In other words, what pretty much everyone refers to as an "American" car.

Or at least that was the case until Daimler and then Fiat bought Chrysler.

Comment Re:Go away, you're not 21 (Score 1) 136

You could travel to see them.

I don't understand how international travel even works. I've read that even doing your own chores at the house you're staying at is considered "work" and therefore forbidden on a tourist visa, and in the 2020s decade, countries' immigration enforcement agencies are stepping up enforcement of this.

Also I would probably need serious help to find a day job that pays more to become able to afford to travel internationally on a regular basis.

Comment Re:Pay to look at ads in newspapers (Score 1) 136

If you find a magazine that originally advertised itself as being without ads and then changed that promise without changing the cover price

Mad was one such magazine, introducing ads after a long run without them.

and then bringing out a more expensive "special edition" without ads

There's the difference. The web is flexible enough to allow two such editions and print largely isn't.

Comment Life after national news media (Score 1) 21

I think the publishers who are complaining are mostly these who prioritize making money over publishing content. [...] Maybe we're getting closer to a content-driven web and all the the sites that generate content mostly to get people to see ads will lose.

Researching, writing, and hosting aren't free. It sounds like now that AI-driven search no longer relays messages from a site's sponsors, you would prefer that all the major news organizations go out of business. Then who would have the privilege of asking follow-up questions to the press secretaries of the executive branches of governments?

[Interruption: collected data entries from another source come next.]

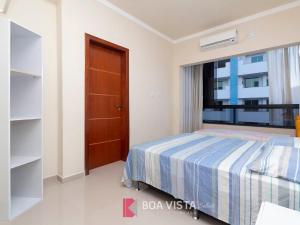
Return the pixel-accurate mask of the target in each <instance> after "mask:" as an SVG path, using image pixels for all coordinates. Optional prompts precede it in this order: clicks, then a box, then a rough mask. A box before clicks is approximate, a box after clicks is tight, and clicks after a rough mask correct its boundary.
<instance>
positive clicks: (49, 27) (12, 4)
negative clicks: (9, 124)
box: [5, 0, 58, 177]
mask: <svg viewBox="0 0 300 225" xmlns="http://www.w3.org/2000/svg"><path fill="white" fill-rule="evenodd" d="M5 17H7V18H9V19H11V20H12V21H14V22H16V23H18V24H20V25H22V26H24V27H26V28H28V29H30V30H32V31H33V32H36V33H39V34H40V35H41V36H42V37H43V63H44V68H43V69H44V93H43V94H44V106H43V110H44V119H45V120H44V177H50V176H55V175H56V174H57V162H58V134H57V131H58V103H57V86H58V79H57V38H56V36H57V33H56V31H57V28H56V5H55V4H54V3H53V1H50V0H29V1H28V0H12V1H11V4H10V6H9V8H8V11H7V15H5Z"/></svg>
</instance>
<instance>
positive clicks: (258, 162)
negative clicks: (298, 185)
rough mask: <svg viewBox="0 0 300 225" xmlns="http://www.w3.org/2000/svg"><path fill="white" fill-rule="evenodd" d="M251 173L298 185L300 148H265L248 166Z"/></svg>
mask: <svg viewBox="0 0 300 225" xmlns="http://www.w3.org/2000/svg"><path fill="white" fill-rule="evenodd" d="M249 169H250V170H251V171H254V172H257V173H260V174H263V175H267V176H271V177H280V178H282V179H285V180H289V181H292V182H296V183H298V184H299V183H300V148H294V147H291V146H280V145H270V146H267V147H266V148H265V149H264V151H262V153H261V154H260V155H259V157H258V158H257V159H256V160H255V161H254V162H253V163H252V164H251V165H250V166H249Z"/></svg>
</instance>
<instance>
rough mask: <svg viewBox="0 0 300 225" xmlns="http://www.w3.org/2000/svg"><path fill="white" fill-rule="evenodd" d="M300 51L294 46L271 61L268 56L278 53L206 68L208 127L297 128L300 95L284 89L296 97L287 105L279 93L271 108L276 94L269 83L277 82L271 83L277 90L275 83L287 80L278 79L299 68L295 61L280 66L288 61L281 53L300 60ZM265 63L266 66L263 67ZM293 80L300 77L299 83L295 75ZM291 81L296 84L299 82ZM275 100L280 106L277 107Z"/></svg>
mask: <svg viewBox="0 0 300 225" xmlns="http://www.w3.org/2000/svg"><path fill="white" fill-rule="evenodd" d="M299 48H300V46H292V47H288V48H284V49H279V51H278V52H276V54H275V53H274V57H270V59H269V57H267V55H270V54H273V52H274V50H273V51H270V52H268V53H267V52H262V53H259V54H254V55H244V56H238V57H236V56H234V57H231V58H230V59H226V60H220V61H215V62H211V63H208V64H204V65H203V66H204V67H203V68H204V70H203V75H204V80H203V86H204V91H203V97H204V105H203V108H204V110H203V121H204V123H217V124H235V125H251V126H270V127H284V128H294V126H295V125H294V124H295V122H294V118H295V116H296V115H297V114H298V113H299V103H300V96H299V92H296V91H295V90H294V88H292V87H289V86H287V87H286V86H285V87H283V88H287V89H286V90H287V91H286V92H287V93H289V92H291V93H292V95H293V96H294V97H292V98H291V99H290V100H287V102H286V103H284V102H282V99H284V98H282V97H280V96H278V93H274V94H273V96H272V105H270V104H269V99H270V93H271V94H272V93H273V92H274V91H270V87H269V79H273V80H271V81H270V82H272V84H273V87H274V82H275V83H276V82H279V81H280V80H284V79H275V78H276V77H278V76H282V74H283V73H281V71H283V70H284V71H285V72H286V73H289V69H290V68H291V66H293V68H296V67H297V66H299V65H292V64H291V63H294V64H295V62H298V60H296V59H295V58H293V59H287V61H288V64H287V63H286V61H284V62H280V60H281V59H284V58H285V57H277V55H280V54H281V51H282V52H283V53H284V56H285V55H288V57H299V56H298V55H297V54H296V53H297V52H299ZM287 53H288V54H287ZM294 53H295V54H294ZM276 57H277V58H276ZM274 59H276V60H279V61H278V62H277V61H276V62H275V63H274V62H272V63H270V61H268V60H274ZM264 61H265V62H266V63H259V62H264ZM228 62H230V63H228ZM270 65H274V69H271V70H270V71H269V66H270ZM212 67H213V69H212ZM285 67H286V68H285ZM224 68H226V69H224ZM276 68H280V70H278V71H277V70H276ZM271 73H272V74H271ZM297 73H298V72H297ZM269 74H271V75H272V76H271V75H270V76H269ZM291 76H298V77H299V78H297V79H300V74H296V72H295V71H294V72H293V74H290V77H291ZM208 78H209V79H208ZM290 79H293V80H295V79H296V78H295V77H293V78H290ZM280 85H283V84H277V87H281V86H280ZM291 85H292V83H291ZM288 88H289V89H288ZM299 88H300V85H299ZM281 92H282V91H281ZM279 95H280V94H279ZM274 98H276V99H277V101H279V103H276V101H274ZM280 101H281V102H280ZM287 103H288V104H287ZM290 103H292V104H290Z"/></svg>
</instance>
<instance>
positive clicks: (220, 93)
mask: <svg viewBox="0 0 300 225" xmlns="http://www.w3.org/2000/svg"><path fill="white" fill-rule="evenodd" d="M215 93H216V95H217V98H216V99H218V100H221V99H229V98H230V90H229V87H225V89H223V90H216V91H215Z"/></svg>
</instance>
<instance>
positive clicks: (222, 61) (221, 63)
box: [217, 59, 230, 68]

Comment Go away, you're not 21 (Score 1) 136

If you like an artist, make a point of going to their shows

I don't understand how that helps if the band never comes near your city, or if the band plays venues that forbid guests under 21 years of age and then stops touring before you (or your teenage children) turn 21. I also fail to understand what the counterpart to touring is for media other than live music, such as electronic music or TV series or web video series or video games. Who can help?

Comment Re:People still watch TV? (Score 1) 136

Subscribe monthly to one service at a time; watch what you want on that service. Cancel. Rinse. Repeat.

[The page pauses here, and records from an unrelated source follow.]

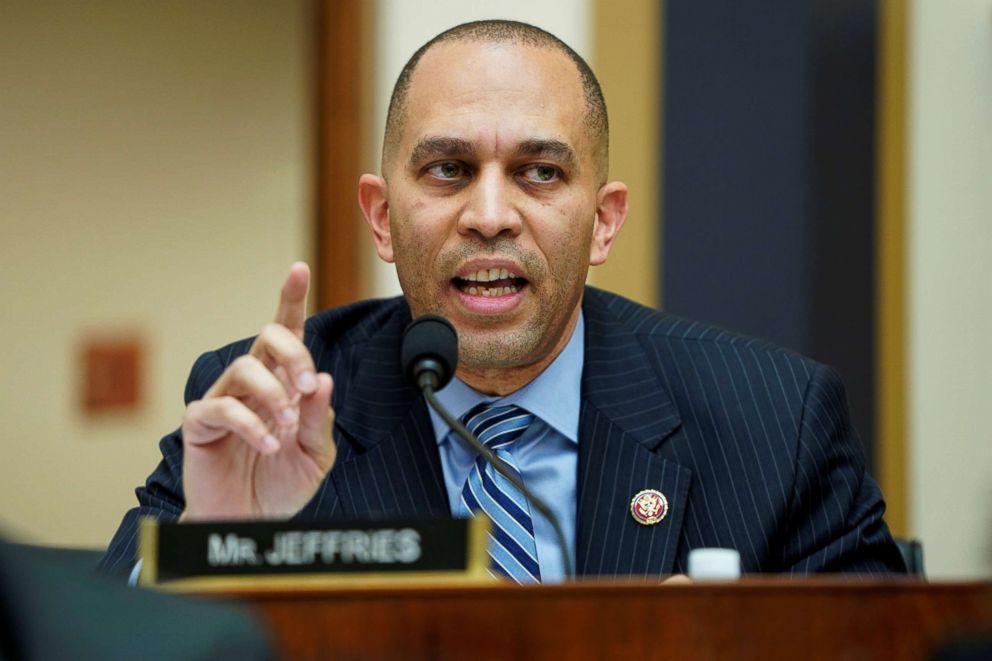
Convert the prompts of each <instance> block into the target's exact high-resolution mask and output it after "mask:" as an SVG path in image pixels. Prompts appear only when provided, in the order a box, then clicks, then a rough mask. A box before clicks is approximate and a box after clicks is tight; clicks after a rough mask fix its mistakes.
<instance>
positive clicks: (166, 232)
mask: <svg viewBox="0 0 992 661" xmlns="http://www.w3.org/2000/svg"><path fill="white" fill-rule="evenodd" d="M303 9H304V3H303V2H300V1H296V2H284V1H280V2H270V1H267V0H258V1H254V2H251V1H247V0H229V1H218V0H211V2H199V1H198V0H181V1H179V0H172V1H170V2H152V1H135V0H113V1H112V0H102V1H101V2H75V1H73V0H65V1H61V2H56V1H53V0H47V1H46V2H33V1H32V0H13V1H11V0H5V2H4V5H3V8H2V10H0V90H2V92H0V222H2V227H3V233H2V237H3V238H2V241H0V278H2V282H3V286H2V294H0V296H2V299H0V310H3V325H2V327H0V364H2V365H3V373H4V378H3V379H2V382H0V407H2V408H0V419H2V420H3V437H2V440H0V446H2V456H3V459H2V460H0V503H2V506H0V527H2V529H3V530H4V531H5V532H6V533H8V534H13V535H16V536H18V537H21V538H28V539H33V540H36V541H41V542H46V543H57V544H82V545H93V546H102V545H104V544H105V543H106V542H107V540H108V539H109V537H110V535H111V534H112V533H113V531H114V529H115V527H116V525H117V523H118V522H119V519H120V516H121V515H122V514H123V512H124V511H125V509H126V508H128V507H130V506H131V505H132V504H133V503H134V495H133V489H134V487H135V486H136V485H137V484H138V483H139V482H140V481H141V480H143V479H144V477H145V476H146V475H147V474H148V473H149V471H150V469H151V468H152V467H153V466H154V465H155V463H156V462H157V458H158V450H157V447H156V444H157V440H158V438H159V437H160V436H161V434H162V433H164V432H165V431H168V430H170V429H172V428H175V427H176V426H177V425H178V423H179V421H180V418H181V415H182V410H183V403H182V400H181V395H182V391H183V383H184V381H185V377H186V374H187V373H188V370H189V367H190V365H191V364H192V361H193V360H194V359H195V357H196V355H197V354H198V353H199V352H200V351H201V350H204V349H207V348H210V347H215V346H217V345H219V344H221V343H225V342H227V341H230V340H231V339H234V338H237V337H243V336H246V335H250V334H252V333H254V332H256V330H257V329H258V327H259V326H260V325H261V323H263V322H264V321H266V319H267V317H268V316H269V315H270V314H271V312H272V311H273V309H274V304H275V296H276V293H277V289H278V286H279V284H280V282H281V278H282V277H283V273H284V270H285V268H286V267H287V266H288V264H289V263H290V262H291V261H292V260H294V259H298V258H301V257H306V256H307V254H306V251H307V246H308V238H307V237H308V227H309V222H310V221H309V216H310V214H309V205H310V200H309V188H308V182H309V176H310V175H309V172H310V167H309V151H308V150H309V121H310V118H309V115H308V109H309V96H308V95H309V80H308V76H309V71H308V64H307V62H308V53H307V48H308V45H307V42H308V39H307V36H308V28H309V26H308V25H306V24H305V17H304V12H303ZM269 292H271V294H272V295H271V296H268V295H267V294H268V293H269ZM121 329H137V330H138V331H139V332H140V333H142V334H143V336H144V337H145V338H146V341H147V347H148V358H149V361H148V362H149V370H148V379H147V384H146V385H147V396H146V399H145V402H144V405H143V406H142V407H141V409H140V411H139V412H137V413H135V414H129V415H117V416H112V417H107V418H101V419H90V418H87V417H84V416H83V415H82V414H81V412H80V409H79V407H78V406H77V403H76V402H77V400H78V391H77V387H76V380H77V374H78V372H77V364H76V347H77V343H78V341H79V340H80V338H81V337H82V336H83V334H84V333H87V332H89V331H91V330H96V331H101V332H106V333H113V332H117V331H119V330H121Z"/></svg>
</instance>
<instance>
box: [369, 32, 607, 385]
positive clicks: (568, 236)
mask: <svg viewBox="0 0 992 661" xmlns="http://www.w3.org/2000/svg"><path fill="white" fill-rule="evenodd" d="M584 119H585V98H584V96H583V91H582V87H581V82H580V78H579V74H578V71H577V70H576V67H575V65H574V63H572V62H571V61H570V60H568V59H567V58H566V57H565V56H564V55H562V54H560V53H558V52H556V51H552V50H546V49H538V48H533V47H527V46H518V45H512V44H505V43H497V44H493V43H470V42H456V43H450V44H441V45H438V46H435V47H434V48H432V49H431V50H430V51H428V52H427V54H426V55H425V56H424V57H423V58H422V59H421V61H420V63H419V65H418V67H417V69H416V71H415V73H414V76H413V79H412V82H411V87H410V90H409V97H408V105H407V108H406V114H405V123H404V125H403V129H402V133H401V136H400V138H399V141H398V144H397V147H396V149H395V150H394V151H393V156H392V158H391V160H390V162H389V163H387V164H386V172H385V173H384V174H385V176H386V182H388V183H385V182H382V180H379V181H378V186H380V187H381V191H380V192H381V193H382V196H381V197H382V198H383V199H382V201H381V202H382V203H381V204H380V205H379V207H378V209H379V212H380V213H379V214H378V216H379V222H378V227H377V224H376V220H375V219H374V216H376V205H375V203H374V201H372V202H368V203H367V201H366V198H367V197H368V196H367V194H366V193H367V191H365V192H362V193H361V197H362V206H363V209H364V210H365V211H366V215H367V216H368V217H369V221H370V224H371V225H372V228H373V234H374V235H375V238H376V245H377V249H378V251H379V255H380V257H382V258H383V259H385V260H387V261H395V263H396V270H397V273H398V275H399V280H400V284H401V286H402V288H403V292H404V294H405V295H406V298H407V301H408V302H409V304H410V308H411V311H412V313H413V315H414V317H417V316H419V315H422V314H438V315H441V316H444V317H446V318H448V319H450V320H451V321H452V323H454V325H455V327H456V328H457V330H458V336H459V342H460V352H459V359H460V362H461V365H462V367H461V368H460V373H461V372H462V370H463V369H468V370H491V369H501V368H516V367H522V366H531V365H535V364H541V363H546V362H550V360H551V359H552V358H553V357H554V356H555V355H557V353H558V351H560V350H561V348H562V347H564V344H565V343H566V342H567V339H568V337H569V335H570V333H571V329H572V328H573V327H574V324H575V321H576V319H577V316H578V310H579V304H580V302H581V299H582V291H583V285H584V282H585V278H586V272H587V270H588V267H589V264H590V263H599V262H602V261H604V260H605V259H606V254H607V253H608V250H609V244H610V242H611V241H612V237H613V235H615V231H616V230H611V226H612V225H610V226H607V225H608V224H610V223H611V220H610V219H609V218H607V219H606V220H605V222H604V220H603V219H601V216H602V214H601V213H600V211H601V209H600V207H601V206H602V204H601V203H602V201H601V199H600V197H601V195H602V194H603V191H602V190H600V187H599V186H598V182H597V180H596V175H597V172H596V164H595V162H594V159H593V150H594V147H595V146H594V144H592V140H591V136H590V135H589V132H588V129H587V127H586V125H585V123H584ZM368 177H369V176H368V175H367V176H366V178H363V184H362V186H367V185H368V184H369V181H372V180H371V179H368ZM620 186H622V184H621V185H620ZM604 188H608V187H604ZM361 190H362V189H361V188H360V191H361ZM373 197H374V196H373ZM622 197H623V204H622V206H623V213H624V215H625V213H626V191H625V189H624V191H623V196H622ZM387 221H388V222H387ZM620 223H621V224H622V219H621V220H620ZM612 224H616V223H612ZM616 229H619V226H618V225H617V227H616ZM542 368H543V367H542Z"/></svg>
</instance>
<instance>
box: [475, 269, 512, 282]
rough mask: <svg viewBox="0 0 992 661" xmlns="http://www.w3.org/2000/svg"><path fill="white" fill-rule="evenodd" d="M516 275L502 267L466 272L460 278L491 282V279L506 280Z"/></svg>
mask: <svg viewBox="0 0 992 661" xmlns="http://www.w3.org/2000/svg"><path fill="white" fill-rule="evenodd" d="M515 277H517V276H516V275H515V274H514V273H513V271H507V270H506V269H503V268H491V269H480V270H478V271H476V272H475V273H468V274H466V275H464V276H462V280H468V281H469V282H492V281H493V280H506V279H507V278H515Z"/></svg>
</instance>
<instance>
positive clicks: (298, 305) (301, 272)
mask: <svg viewBox="0 0 992 661" xmlns="http://www.w3.org/2000/svg"><path fill="white" fill-rule="evenodd" d="M309 288H310V267H309V266H307V265H306V263H305V262H296V263H294V264H293V265H292V266H290V267H289V275H288V276H286V282H285V283H284V284H283V286H282V291H281V292H280V293H279V308H278V309H277V310H276V318H275V322H276V323H277V324H280V325H282V326H285V327H286V328H288V329H289V330H291V331H293V333H295V334H296V336H297V337H299V338H300V339H303V324H304V322H305V321H306V318H307V290H308V289H309Z"/></svg>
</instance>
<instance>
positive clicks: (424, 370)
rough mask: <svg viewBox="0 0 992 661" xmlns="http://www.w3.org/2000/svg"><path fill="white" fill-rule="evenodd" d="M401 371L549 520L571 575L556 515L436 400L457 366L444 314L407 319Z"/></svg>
mask: <svg viewBox="0 0 992 661" xmlns="http://www.w3.org/2000/svg"><path fill="white" fill-rule="evenodd" d="M401 364H402V366H403V373H404V374H406V376H407V378H408V379H409V380H410V382H411V383H413V385H414V386H415V387H416V388H417V389H418V390H420V391H421V392H422V393H423V394H424V399H425V400H427V403H428V404H429V405H430V407H431V408H432V409H434V410H435V411H437V414H438V415H440V416H441V418H442V419H443V420H444V421H445V422H446V423H447V424H448V426H449V427H450V428H451V429H452V430H454V432H455V433H456V434H458V437H459V438H461V439H462V440H463V441H465V443H467V444H468V446H469V447H471V448H472V449H473V450H475V451H476V452H478V453H479V454H480V455H481V456H482V457H483V458H484V459H485V460H486V461H487V462H488V463H489V464H490V465H492V467H493V468H494V469H496V472H498V473H499V474H500V475H502V476H503V477H505V478H506V479H507V480H509V481H510V483H511V484H513V486H515V487H516V488H517V489H519V490H520V493H522V494H523V496H524V498H526V499H527V502H529V503H530V504H531V505H533V507H534V509H536V510H537V511H538V512H540V513H541V514H542V515H543V516H544V518H545V519H547V520H548V522H549V523H551V527H552V528H553V529H554V531H555V537H556V538H557V541H558V549H559V550H560V551H561V560H562V566H563V567H564V570H565V578H572V576H573V575H574V572H573V571H572V559H571V557H569V554H568V545H567V544H566V543H565V534H564V533H563V532H562V530H561V524H560V523H559V522H558V517H556V516H555V515H554V512H552V511H551V508H550V507H548V505H547V503H545V502H544V501H543V500H542V499H541V498H539V497H538V496H537V495H536V494H534V493H533V492H532V491H531V490H530V489H528V488H527V486H526V485H525V484H524V483H523V480H521V479H520V477H518V475H517V474H516V472H515V471H513V470H511V469H510V467H509V466H507V465H506V463H505V462H504V461H503V460H502V459H500V458H499V457H497V456H496V453H494V452H493V451H492V450H490V449H489V448H488V447H486V445H485V444H484V443H482V442H481V441H479V439H478V438H476V437H475V435H474V434H472V433H471V432H470V431H469V430H468V429H466V428H465V425H463V424H462V423H461V422H460V421H459V420H458V419H457V418H455V417H454V416H453V415H451V413H450V412H448V410H447V409H446V408H445V407H444V405H442V404H441V402H440V401H438V399H437V396H436V395H435V394H434V393H435V391H436V390H440V389H441V388H443V387H444V386H446V385H448V382H449V381H450V380H451V377H453V376H454V374H455V367H457V365H458V334H457V333H456V332H455V328H454V326H452V325H451V322H450V321H448V320H447V319H445V318H444V317H438V316H435V315H425V316H423V317H418V318H417V319H414V320H413V321H411V322H410V324H409V325H408V326H407V327H406V330H405V331H403V347H402V351H401Z"/></svg>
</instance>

That's fine until one of several things happens. One is a film and its sequel being exclusive to different services, which I'm told is true of Dune. Another is services hiking the monthly rate to offer a deeper discount when paying for a year up front. "Buy 3 months, get 9 free!" A third is when your friend group keeps mentioning a film or TV series that's not available on any streaming service in your country.

Comment Comparative reviews (Score 1) 136

For the task of comparing and contrasting 27 film and TV adaptations of a 19th century children's novel by C. Collodi[1] or 7 adaptations of a 1930s Christmas story by Robert L. May,[2] cycling among services each month isn't quite as practical.

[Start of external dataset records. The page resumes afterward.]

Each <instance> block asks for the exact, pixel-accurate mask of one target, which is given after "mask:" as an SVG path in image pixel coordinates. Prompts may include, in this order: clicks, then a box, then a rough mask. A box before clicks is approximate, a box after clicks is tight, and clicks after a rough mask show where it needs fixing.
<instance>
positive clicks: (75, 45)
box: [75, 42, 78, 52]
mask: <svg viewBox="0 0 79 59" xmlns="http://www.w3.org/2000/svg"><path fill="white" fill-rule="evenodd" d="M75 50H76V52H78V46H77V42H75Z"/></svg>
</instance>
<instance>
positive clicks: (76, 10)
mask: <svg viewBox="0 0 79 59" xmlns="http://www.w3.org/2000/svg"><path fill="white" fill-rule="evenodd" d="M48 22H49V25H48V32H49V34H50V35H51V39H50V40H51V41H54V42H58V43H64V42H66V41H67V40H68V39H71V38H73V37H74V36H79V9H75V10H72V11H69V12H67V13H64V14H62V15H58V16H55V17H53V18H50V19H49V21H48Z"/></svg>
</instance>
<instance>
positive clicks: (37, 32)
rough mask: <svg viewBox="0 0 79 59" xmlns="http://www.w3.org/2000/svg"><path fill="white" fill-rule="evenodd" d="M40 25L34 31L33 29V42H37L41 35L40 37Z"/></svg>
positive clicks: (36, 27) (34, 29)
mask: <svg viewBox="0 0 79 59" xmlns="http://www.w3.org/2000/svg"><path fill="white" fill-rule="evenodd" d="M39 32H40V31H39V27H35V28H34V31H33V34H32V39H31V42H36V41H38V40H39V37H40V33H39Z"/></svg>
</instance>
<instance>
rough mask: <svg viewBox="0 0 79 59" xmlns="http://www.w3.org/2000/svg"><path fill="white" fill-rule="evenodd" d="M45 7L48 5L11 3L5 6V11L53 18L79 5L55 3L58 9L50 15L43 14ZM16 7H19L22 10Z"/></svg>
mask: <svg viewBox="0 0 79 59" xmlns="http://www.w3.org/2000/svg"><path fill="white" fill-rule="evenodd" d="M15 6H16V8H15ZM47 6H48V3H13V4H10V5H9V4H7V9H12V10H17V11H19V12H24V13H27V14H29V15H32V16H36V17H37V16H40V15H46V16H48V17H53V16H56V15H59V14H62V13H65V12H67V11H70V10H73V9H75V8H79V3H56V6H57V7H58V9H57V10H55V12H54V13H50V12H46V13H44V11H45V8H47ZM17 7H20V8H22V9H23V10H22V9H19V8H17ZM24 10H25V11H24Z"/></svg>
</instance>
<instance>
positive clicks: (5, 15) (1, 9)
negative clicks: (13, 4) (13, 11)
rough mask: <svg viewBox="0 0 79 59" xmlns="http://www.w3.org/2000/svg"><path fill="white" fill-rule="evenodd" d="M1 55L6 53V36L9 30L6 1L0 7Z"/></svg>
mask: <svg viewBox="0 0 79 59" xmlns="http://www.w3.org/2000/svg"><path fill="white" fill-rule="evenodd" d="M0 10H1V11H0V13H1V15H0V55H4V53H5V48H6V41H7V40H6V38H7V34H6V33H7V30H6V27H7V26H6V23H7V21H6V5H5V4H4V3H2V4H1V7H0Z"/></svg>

[1] "Ranking Every Version of Pinocchio" by There Will Be Fudd, 2022-12-03
[2] "I Watched Every Rudolph the Red-Nosed Reindeer Special" by TheHappySpaceman Reviews, 2024-01-27

Comment Where and when available (Score 1) 136

buy/watch/sell of media

Good luck with that when the shipping courier (such as USPS or UPS) and the trading platform (such as eBay) take half of what you're selling it for.

Just pop my disk in my player and watch on my non-internet-connected TV. Way cheaper than 100's per year in subscriptions and perfectly legal!

So long as the movie or TV series is lawfully available on disc in your region. I can think of a lot of things that aren't. The film Pinocchio and the Emperor of the Night was released on VHS but not on DVD or BD in North America. The TV series Spartakus and the Sun Beneath the Sea never got a North American home video release at all.